What are these “things that are above”? They are Christ’s Word, Baptism, and the Lord’s Supper. These are where the crucified and risen Lord has located Himself for you. They are where the joy that He gives can be found. They are where the Holy Spirit is guiding you into all truth, where He speaks what He hears from Jesus, where He glorifies Jesus, takes what is His, and declares it to you. The joy of God’s salvation is given you as the Holy Spirit delivers Jesus to you through His Word and Sacraments. The more your eyes on are these things, the more your sorrows will disappear. The more you are hearing your sins forgiven, the more you remember what the Lord is doing and has done for you in your Baptism, the more you eat and drink of His body and blood in His holy Supper, the more He will work the joy in you that He wants you to have, a joy that no one can take away from you. Then, when affliction does come, you can say with the Apostle Paul, “We do not lose heart. Though our outer nature is wasting away, our inner nature is being renewed day by day. For this light momentary affliction is preparing for us an eternal weight of glory beyond all comparison, as we look not to the things that are seen but to the things that are unseen. For the things that are seen are temporary, but the things that are unseen are eternal.”

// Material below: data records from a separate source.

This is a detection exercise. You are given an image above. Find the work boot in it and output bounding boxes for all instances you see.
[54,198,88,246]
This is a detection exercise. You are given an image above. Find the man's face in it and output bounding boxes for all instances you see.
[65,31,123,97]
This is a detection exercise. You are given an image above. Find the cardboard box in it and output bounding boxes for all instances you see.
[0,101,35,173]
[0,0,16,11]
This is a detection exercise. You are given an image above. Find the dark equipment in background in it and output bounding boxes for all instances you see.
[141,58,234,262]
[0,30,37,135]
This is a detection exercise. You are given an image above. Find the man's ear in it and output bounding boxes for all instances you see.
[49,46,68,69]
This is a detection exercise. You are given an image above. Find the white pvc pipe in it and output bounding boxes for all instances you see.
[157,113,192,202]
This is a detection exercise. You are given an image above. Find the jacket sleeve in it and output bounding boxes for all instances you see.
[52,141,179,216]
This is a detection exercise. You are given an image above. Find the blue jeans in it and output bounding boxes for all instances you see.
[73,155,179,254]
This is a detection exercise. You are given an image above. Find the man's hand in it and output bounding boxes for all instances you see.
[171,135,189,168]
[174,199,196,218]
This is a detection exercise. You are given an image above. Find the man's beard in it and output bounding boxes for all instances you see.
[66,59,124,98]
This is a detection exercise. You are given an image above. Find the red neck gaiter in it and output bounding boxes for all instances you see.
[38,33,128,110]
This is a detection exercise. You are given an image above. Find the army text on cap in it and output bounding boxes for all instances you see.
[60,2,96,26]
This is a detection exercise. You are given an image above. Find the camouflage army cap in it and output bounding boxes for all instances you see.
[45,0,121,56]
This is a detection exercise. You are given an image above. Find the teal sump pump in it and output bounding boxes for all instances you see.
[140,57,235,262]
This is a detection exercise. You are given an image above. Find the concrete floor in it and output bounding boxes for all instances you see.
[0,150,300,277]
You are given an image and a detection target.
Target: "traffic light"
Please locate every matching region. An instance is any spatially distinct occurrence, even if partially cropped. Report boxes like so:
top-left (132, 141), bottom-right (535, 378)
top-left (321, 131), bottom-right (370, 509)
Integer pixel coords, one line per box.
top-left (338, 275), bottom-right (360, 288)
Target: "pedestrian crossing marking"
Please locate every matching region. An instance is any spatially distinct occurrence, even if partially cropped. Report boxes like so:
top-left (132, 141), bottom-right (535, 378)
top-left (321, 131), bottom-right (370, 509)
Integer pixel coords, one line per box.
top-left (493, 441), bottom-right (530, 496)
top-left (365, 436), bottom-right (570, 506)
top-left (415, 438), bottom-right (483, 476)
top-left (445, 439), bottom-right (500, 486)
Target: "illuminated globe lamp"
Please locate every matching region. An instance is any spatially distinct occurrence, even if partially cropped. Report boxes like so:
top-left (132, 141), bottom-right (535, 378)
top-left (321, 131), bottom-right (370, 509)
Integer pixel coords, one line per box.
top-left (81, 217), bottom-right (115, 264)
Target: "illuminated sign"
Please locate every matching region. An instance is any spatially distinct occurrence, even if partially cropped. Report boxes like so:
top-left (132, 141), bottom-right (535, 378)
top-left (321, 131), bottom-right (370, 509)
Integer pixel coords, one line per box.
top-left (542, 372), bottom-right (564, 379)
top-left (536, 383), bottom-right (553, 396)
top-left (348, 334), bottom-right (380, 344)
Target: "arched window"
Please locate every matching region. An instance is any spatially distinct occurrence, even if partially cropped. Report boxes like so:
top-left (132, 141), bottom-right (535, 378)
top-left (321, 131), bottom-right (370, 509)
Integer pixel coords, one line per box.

Have joy again today, then, of your crucified and resurrected Savior, Jesus Christ. His resurrection is the sign and seal that His blood shed at Calvary cleanses you from all your sins, that the eating of His flesh and the drinking of His blood gives you eternal life, that He is with you always even until the end of the age, that nothing can snatch you out of His hand, and that He will raise you up from the dead on the Last Day. Even though you may have sorrow for a little while now, in a little while Jesus will come to you, you will see Him with your own eyes, and your sorrow will be turned into joy. It begins here at His Table, where our eyes see the salvation that God has prepared before the face of all people; it will be fulfilled when Jesus comes again to take you to live with Him in His Father’s house forever. Amen.